Rage!/Rave! - Mika

To believe or not to believe the hype


Doug Johnstone: Mika is not the next big thing. He is merely the latest creation of the music industry’s marketing machine.

At some point in Chris Morris’ sublime Brass Eye, the comedian sanctimoniously declared, ‘Find out what to think after this break’. I’m reminded of this line every year when the full weight of the music industry gets together to tell me exactly what music I’m going to find wonderful over the next 12 months.
Music pundits have always liked to predict the winners and losers for the forthcoming year. But recently something much more sinister has emerged. The lines have blurred between pundits, journalists and DJs and the music industry and its mighty marketing machine. The ‘predictions’ of what’s going to be huge are nothing more than a fait accompli, a self-fulfilling prophecy with no connection to an exciting underground act actually breaking out of nowhere to stardom. Even worse, sheep-like pundits tow the line for fear of not looking zeitgeisty enough.
This year’s musical muppet heading for the big time is, of course, Mika. With the colossal promotional muscle of Universal behind him, how could ‘Grace Kelly’ fail to go straight in at number one? No doubt the album will sell millions, and he’ll be duetting with Elton John and fronting Queen for charity before the year’s out.
The single is passable glam pop with a Freddie Mercury clone at the helm, hardly worth the extraordinary hype. I’m sure he’s a nice bloke. But it’s all just so underwhelming, and I can’t help getting annoyed at how I’m supposed to swallow (from the music industry, via the media) that this is some massive new extraordinary pop talent.
It’s the emperor’s new clothes, repeated year after year. Corinne Bailey Rae - yes, very exciting. Keane and Razorlight - fantastic. Joss Stone and the Scissor Sisters - who could’ve predicted something so bland would sell loads? Oh, wait, me.
In this age of alleged internet-fuelled musical democracy, it seems it’s really just business as usual for the music industry and the predictable pop pap they continue to foist on us.

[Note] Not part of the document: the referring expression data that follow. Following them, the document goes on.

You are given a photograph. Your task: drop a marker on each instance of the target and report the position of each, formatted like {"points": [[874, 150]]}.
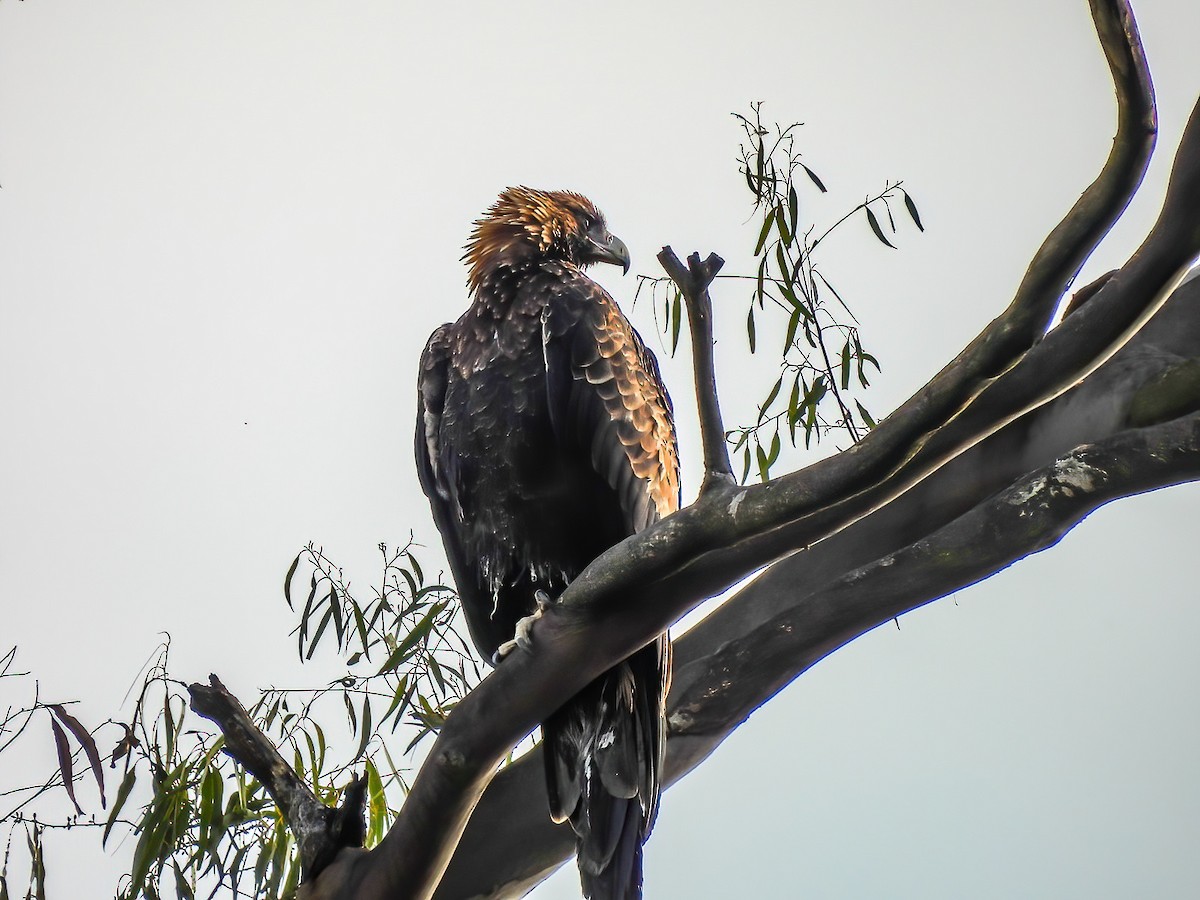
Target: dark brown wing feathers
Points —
{"points": [[544, 437]]}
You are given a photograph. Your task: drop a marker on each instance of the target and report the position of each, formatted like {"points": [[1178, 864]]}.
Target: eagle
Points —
{"points": [[544, 437]]}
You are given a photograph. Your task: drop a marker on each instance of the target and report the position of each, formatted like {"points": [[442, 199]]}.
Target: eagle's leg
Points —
{"points": [[523, 635]]}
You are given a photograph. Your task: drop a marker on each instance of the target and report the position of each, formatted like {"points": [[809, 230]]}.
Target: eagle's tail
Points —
{"points": [[604, 757]]}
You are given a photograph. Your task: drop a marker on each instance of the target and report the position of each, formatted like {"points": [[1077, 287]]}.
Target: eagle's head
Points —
{"points": [[526, 226]]}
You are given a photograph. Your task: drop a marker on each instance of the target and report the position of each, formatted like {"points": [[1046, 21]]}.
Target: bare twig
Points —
{"points": [[321, 832], [693, 282]]}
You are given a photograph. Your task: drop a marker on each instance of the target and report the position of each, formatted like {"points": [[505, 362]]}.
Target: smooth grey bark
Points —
{"points": [[640, 587], [1021, 489]]}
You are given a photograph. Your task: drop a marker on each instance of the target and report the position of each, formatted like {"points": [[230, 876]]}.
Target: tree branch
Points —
{"points": [[636, 589], [510, 843], [321, 832], [693, 283]]}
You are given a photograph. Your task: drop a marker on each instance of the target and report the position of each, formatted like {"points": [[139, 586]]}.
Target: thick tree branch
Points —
{"points": [[510, 843], [319, 832], [646, 582], [693, 283]]}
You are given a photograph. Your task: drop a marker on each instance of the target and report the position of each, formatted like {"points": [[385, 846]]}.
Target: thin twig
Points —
{"points": [[693, 282]]}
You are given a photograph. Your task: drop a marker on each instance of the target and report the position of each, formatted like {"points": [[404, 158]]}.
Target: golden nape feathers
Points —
{"points": [[523, 223]]}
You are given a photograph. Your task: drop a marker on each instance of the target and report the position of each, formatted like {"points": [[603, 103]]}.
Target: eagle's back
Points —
{"points": [[546, 437]]}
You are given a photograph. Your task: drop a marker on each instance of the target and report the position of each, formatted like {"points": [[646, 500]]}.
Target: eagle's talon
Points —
{"points": [[523, 635]]}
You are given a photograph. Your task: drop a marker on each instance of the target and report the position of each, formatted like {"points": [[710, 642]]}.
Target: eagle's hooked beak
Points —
{"points": [[605, 247]]}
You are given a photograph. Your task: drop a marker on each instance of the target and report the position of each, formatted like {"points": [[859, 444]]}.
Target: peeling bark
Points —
{"points": [[877, 546]]}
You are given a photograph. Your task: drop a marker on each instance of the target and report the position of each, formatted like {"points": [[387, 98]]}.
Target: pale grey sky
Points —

Sandra Marron: The hype and hysteria surrounding Mika is joyfully justified. His music is catchy, fun and witty.

Last month, the BBC published the results of its Sound of 2007 survey. One hundred and thirty of the UK’s most influential music pundits had been asked to name their favourite new acts. Those questioned included Glastonbury Organiser Emily Eavis, Alison Howe, the producer of Later with Jools Holland, and a number of Mercury Music prize judges. Top of the pile and number one was Mika. Why? Well, probably the same reason that he reached number one with Grace Kelly: because he clearly has talent and no amount of labelling, marketing or hyping can take that away from him. His melodies are preposterously catchy, his lyrics fun and witty. The ‘next big thing’ label is bound to stick to someone like Mika and what of it? The guy is a talented singer/songwriter who has worked hard and is now reaping the rewards.
Granted, sometimes it takes an influential person in the media to proclaim an artist’s greatness before other people take note, but surely recommendations are one of the main ways people find out about new talent. Somebody has to start the ball rolling. Like going to the theatre or the cinema, most people try something as a result of someone else’s endorsement, a review perhaps or the buzz surrounding it. And give people credit, they can make up their own minds. Nobody is holding a gun to the public’s head and telling them to buy Mika’s single because he is ‘the next big thing’. As for Mika himself, from what I’ve read he is pretty much like any 23-year-old who finds himself the toast of the town - excited, honoured, yeah, a bit conceited but he can afford to be.

Mika’s debut album Life in Cartoon Motion is out now on Island. Mika plays ABC, Glasgow, 20 Feb.